Open softworkz opened 7 months ago
jennifer-jacobs
commented
7 months ago Hi @softworkz! We don't support Fixed Runtime for Xbox. Xbox has a validated version of the WV2 runtime pre-installed that stays up to date (similar to the evergreen model on Desktop).
We'll get our documentation updated to make this clearer.
softworkz
commented
7 months ago @jennifer-jacobs - Thanks for the information.

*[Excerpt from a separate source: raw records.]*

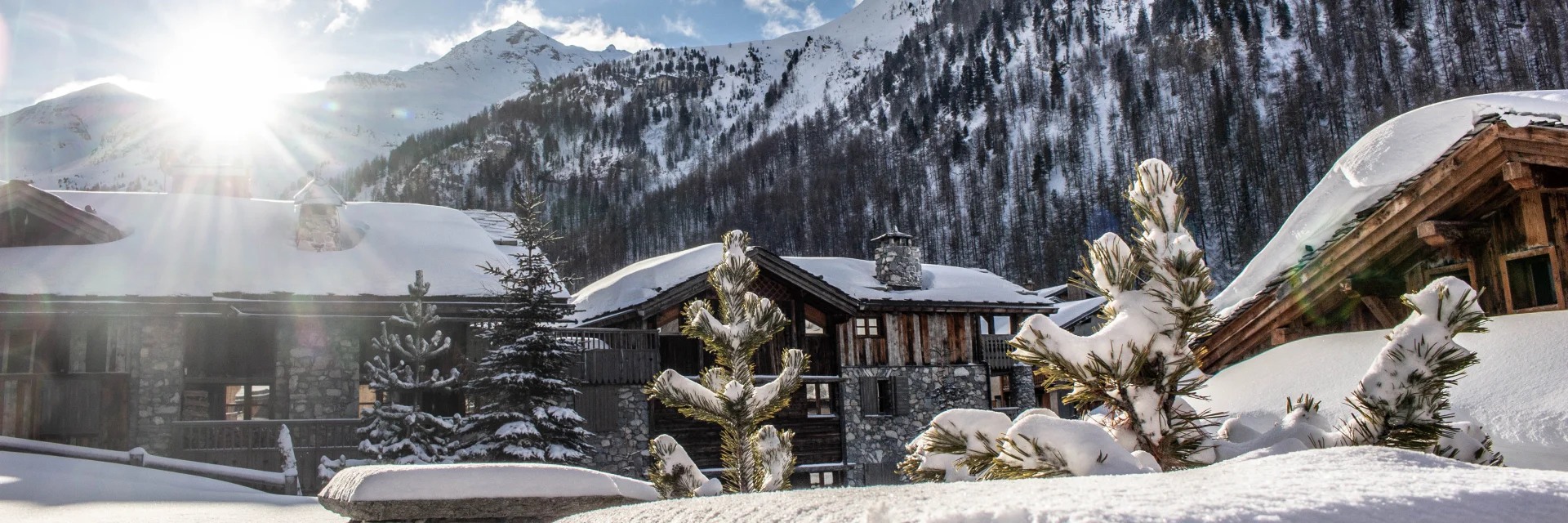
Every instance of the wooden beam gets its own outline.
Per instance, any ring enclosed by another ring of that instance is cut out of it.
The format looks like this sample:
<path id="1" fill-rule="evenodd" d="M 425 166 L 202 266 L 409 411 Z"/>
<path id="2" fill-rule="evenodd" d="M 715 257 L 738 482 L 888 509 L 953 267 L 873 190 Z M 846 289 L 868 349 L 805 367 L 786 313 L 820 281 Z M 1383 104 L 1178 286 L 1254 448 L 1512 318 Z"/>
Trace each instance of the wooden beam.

But the problem still stands for UWP desktop, can you please re-open?
softworkz
commented
7 months ago Also, for xbox, how can we make sure that a WebView2 runtime is installed? By the platform version? In that case, which conditions need to be set in the manifest?
Or are we supposed to check this at runtime and display a message like "Oh, sorry, it can't run on your system"?
nthorn
commented
7 months ago Xbox already comes with the WebView2 runtime preinstalled, so you can assume it's there.
softworkz
commented
7 months ago Xbox already comes with the WebView2 runtime preinstalled, so you can assume it's there.
I thought it has just been released? What if somebody didn't update?
softworkz
commented
7 months ago Or is it like that people have no choice and updates are forced? (sorry, I don't know xbox very well)
PS: Shall I open a new issue for non-xbox UWP deployment?
nthorn
commented
7 months ago Xbox system updates become mandatory after a certain amount of time, and the current version does have the WebView2 runtime in it, so you should be good to go there.
I'm not too surprised to hear that a fixed version of WebView2 doesn't pass the UWP certification tests but I can't personally speak to whether that's intended or not.
champnic
commented
7 months ago Reopening for the Desktop certification failure. This sounds similar to #1868, although with different flagged API violations.
Can you try resubmitting? Some devs on that thread reported success after trying again. Can you make sure you have the latest versions of the WebView2 and Microsoft.UI.Xaml SDKs? It looks like you already have a recent Windows SDK. Do you need to use Fixed Version runtime? It's recommended to just use the Evergreen/Installed runtime on Desktop and Xbox. On Desktop the runtime is pre-installed with Windows 11, and has been deployed to nearly every Windows 10 machine, so it's unlikely you'll run into a case where the runtime isn't available.
softworkz
commented
7 months ago Xbox system updates become mandatory after a certain amount of time, and the current version does have the WebView2 runtime in it, so you should be good to go there.
Perfect, thank you very much!
I'm not too surprised to hear that a fixed version of WebView2 doesn't pass the UWP certification tests but I can't personally speak to whether that's intended or not.
Me neither, the docs page on UWP publishing is not really helpful (https://learn.microsoft.com/en-us/microsoft-edge/webview2/how-to/publish-uwp-app-store). It explains the general procedure for app publishing - which is the same as repeated in many other places - but all the information of actual interest and specific to WebView2 is missing.
And the few WebView2 related bits are confusing:
Both parts sound like it should be working, and it's stated that no blocking APIs are used. I'm not sure, maybe the article is totally ignoring the runtime distribution and talking about the WebView2Core.dll only?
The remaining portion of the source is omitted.